Esto así, porque el presidente Fernández, que ha dejado claro que no hay marcha atrás en cuanto a sus aspiraciones, a diferencia del 2015, presentaría su candidatura avalada por más de 2 millones de correligionarios comprometidos con su proyecto. Por un lado, estaría entonces el candidato reeleccionista, Danilo Medina, y por el otro el abanderado del respeto a la Constitución y la no reelección, Leonel Fernández.

En este sentido, consideran los analistas, que Fernández cosechará las insatisfacciones de las bases del PLD, mientras que Medina apelaría al apoyo de la empleomanía gubernamental, aproximadamente unas 700,000 personas, como fue esbozado por la expresidenta de la Cámara de Diputados. Que no necesariamente, en su inmensa mayoría, se sienten satisfechos con esta administración ni votarían por la reelección en una primarias libres y transparentes.

Mientras que, sin embargo, los votantes externos, no inscritos en el padrón del PLD, seguirán la tendencia de las encuestas que señalan que 3 de cada 4 dominicanos se oponen a la reelección. Luego, en unas primarias abiertas, aun a pesar del riego del uso y abuso de los recursos del estado, se estima que Leonel Fernández cosecharía el fruto de su liderazgo y carisma; cualidades que le han dado, de manera invicta, tres victorias presidenciales.

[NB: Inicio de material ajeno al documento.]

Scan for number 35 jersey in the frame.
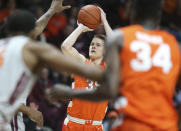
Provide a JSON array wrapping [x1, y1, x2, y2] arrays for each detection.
[[120, 25, 180, 129]]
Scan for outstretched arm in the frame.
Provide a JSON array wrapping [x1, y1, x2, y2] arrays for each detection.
[[23, 41, 104, 81], [99, 8, 113, 36], [30, 0, 70, 39], [17, 104, 43, 128], [61, 24, 91, 62]]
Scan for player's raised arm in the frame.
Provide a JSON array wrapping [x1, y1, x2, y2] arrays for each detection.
[[18, 104, 43, 128], [23, 41, 104, 81], [99, 8, 113, 36], [47, 30, 123, 101], [30, 0, 71, 39], [61, 24, 91, 62]]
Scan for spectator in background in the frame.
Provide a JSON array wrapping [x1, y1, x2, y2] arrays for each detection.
[[0, 0, 18, 24], [29, 68, 66, 131]]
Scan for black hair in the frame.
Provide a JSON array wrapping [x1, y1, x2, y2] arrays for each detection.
[[94, 34, 106, 41], [132, 0, 163, 20], [7, 11, 36, 34]]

Por consiguiente, el presidente Medina, que en la cúspide de su carrera política salió triunfante en las elecciones presidenciales del 2016 con 2.8 millones de votos (62%), con un partido totalmente compactado detrás de sí, con Leonel y Margarita liderando dos importantes frentes de campaña, debe estar viviendo un real dilema existencial con esos cantos de sirena palaciegos que le empujan hacia ese Waterloo.

Sin embargo, mientras el hacha va y viene, nuclea sus fuerzas para una negociación política racional que le permita continuar gravitando políticamente. Lo cual es perfectamente legítimo y entendible.

EL DATO

Reelección
Para permitir una nueva repostulación del presidente Danilo Medina, sería mediante la eliminación del artículo transitorio que la prohíbe y que fue incorporado en 2015.